Adria (Ro) – Dopo le aule didattiche (leggi articolo), il museo archeologico nazionale di Adria, rinnova anche le guide. Martedì 6 dicembre, sono state presentate dalla Soprintendenza dei beni archeologi del Veneto, le nuove guide divulgative del museo, unite ad un progetto di messa in rete dello stesso, con le realtà archeologiche a sud del Po.

Le tre guide trattano tre macrosezioni della sede museale, la prima “Adria e il Basso Polesine tra VI e III secolo a.C.”, la seconda “L’età romana e l’Alto Medioevo: Adria e il Basso Polesine tra i secoli II a.C e IX d.C.” e la terza “Le pietre parlano: il lapidario romano di Adria”.

Le guide sono state realizzate da Simonetta Bonomi e sono uscite in contemporanea con il graduale riallestimento del museo. È stato realizzato, inoltre, un nuovo depliant illustrativo che spiega al visitatore, in modo riassuntivo, il patrimonio museale.
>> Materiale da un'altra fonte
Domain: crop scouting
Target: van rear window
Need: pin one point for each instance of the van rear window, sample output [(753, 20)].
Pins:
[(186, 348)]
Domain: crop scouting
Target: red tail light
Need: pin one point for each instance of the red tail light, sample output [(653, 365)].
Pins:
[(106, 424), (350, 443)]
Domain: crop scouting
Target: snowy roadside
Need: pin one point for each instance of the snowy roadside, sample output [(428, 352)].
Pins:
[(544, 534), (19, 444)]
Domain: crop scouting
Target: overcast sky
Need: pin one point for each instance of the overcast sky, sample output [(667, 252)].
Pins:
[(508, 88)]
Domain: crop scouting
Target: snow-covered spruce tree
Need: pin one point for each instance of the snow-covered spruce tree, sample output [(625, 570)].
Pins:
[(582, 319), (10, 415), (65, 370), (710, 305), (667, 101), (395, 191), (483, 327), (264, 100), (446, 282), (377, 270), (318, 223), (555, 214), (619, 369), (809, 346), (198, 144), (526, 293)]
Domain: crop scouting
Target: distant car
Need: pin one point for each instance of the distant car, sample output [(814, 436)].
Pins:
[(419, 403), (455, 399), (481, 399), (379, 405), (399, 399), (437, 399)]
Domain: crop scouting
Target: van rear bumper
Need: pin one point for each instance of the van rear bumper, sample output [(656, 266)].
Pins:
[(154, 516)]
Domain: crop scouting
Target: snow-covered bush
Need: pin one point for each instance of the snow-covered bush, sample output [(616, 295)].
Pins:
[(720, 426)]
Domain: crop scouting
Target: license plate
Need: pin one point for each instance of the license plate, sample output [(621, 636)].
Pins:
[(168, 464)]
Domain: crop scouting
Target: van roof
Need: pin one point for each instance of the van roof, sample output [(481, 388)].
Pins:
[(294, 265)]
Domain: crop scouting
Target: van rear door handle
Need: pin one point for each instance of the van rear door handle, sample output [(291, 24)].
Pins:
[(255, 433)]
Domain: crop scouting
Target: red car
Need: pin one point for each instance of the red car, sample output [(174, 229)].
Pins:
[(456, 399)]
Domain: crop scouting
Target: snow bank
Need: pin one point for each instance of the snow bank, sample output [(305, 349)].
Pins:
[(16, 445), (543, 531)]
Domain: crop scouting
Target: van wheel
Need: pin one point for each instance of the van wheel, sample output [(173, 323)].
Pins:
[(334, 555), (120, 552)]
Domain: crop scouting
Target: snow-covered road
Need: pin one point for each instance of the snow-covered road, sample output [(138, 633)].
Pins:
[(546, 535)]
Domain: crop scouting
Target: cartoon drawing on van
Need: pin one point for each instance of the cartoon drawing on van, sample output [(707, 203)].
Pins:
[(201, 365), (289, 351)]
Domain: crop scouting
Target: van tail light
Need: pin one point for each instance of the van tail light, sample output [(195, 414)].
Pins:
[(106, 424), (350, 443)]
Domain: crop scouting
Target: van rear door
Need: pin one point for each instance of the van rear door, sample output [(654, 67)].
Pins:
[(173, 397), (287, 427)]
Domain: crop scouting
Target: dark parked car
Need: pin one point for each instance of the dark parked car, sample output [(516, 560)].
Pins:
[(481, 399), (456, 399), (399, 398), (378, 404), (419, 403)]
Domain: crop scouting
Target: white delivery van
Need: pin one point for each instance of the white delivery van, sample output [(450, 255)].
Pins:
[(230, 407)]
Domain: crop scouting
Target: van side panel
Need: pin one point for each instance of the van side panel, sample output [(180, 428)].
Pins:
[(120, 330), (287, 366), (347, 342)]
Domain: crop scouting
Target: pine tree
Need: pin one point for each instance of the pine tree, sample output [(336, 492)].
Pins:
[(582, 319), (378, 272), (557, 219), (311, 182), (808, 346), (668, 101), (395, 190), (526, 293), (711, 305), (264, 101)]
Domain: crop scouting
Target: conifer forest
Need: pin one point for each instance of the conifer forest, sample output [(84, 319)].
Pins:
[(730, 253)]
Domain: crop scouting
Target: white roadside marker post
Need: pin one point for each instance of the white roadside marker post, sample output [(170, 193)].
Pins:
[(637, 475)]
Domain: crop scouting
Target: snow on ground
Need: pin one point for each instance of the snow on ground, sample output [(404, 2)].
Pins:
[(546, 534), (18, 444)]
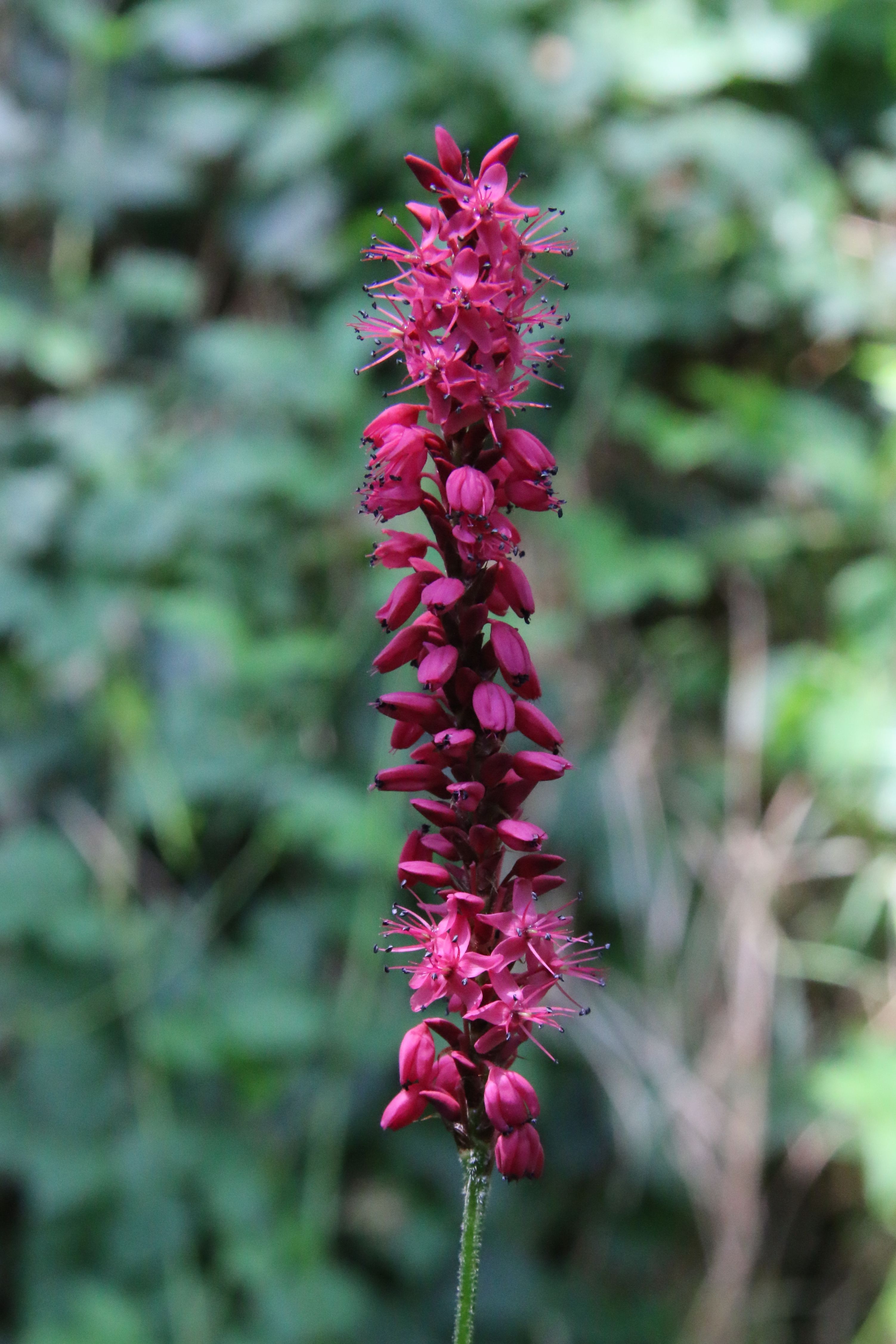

Il tutto ha ottenuto il contributo della Fondazione cassa di risparmio di Padova e Rovigo.

Per l'occasione è stato presentato anche un progetto di rete museale dal soprintendente per i Beni Archeologici del Veneto, Vincenzo Tiné, e quello dell’Emilia Romagna, Filippo Gambari, che dovrebbe puntare ad una sorta di gemellaggio tra il museo di Adria e quello di Ferrara (con i reperti rinvenuti a Spina, altra realtà di origine etrusca).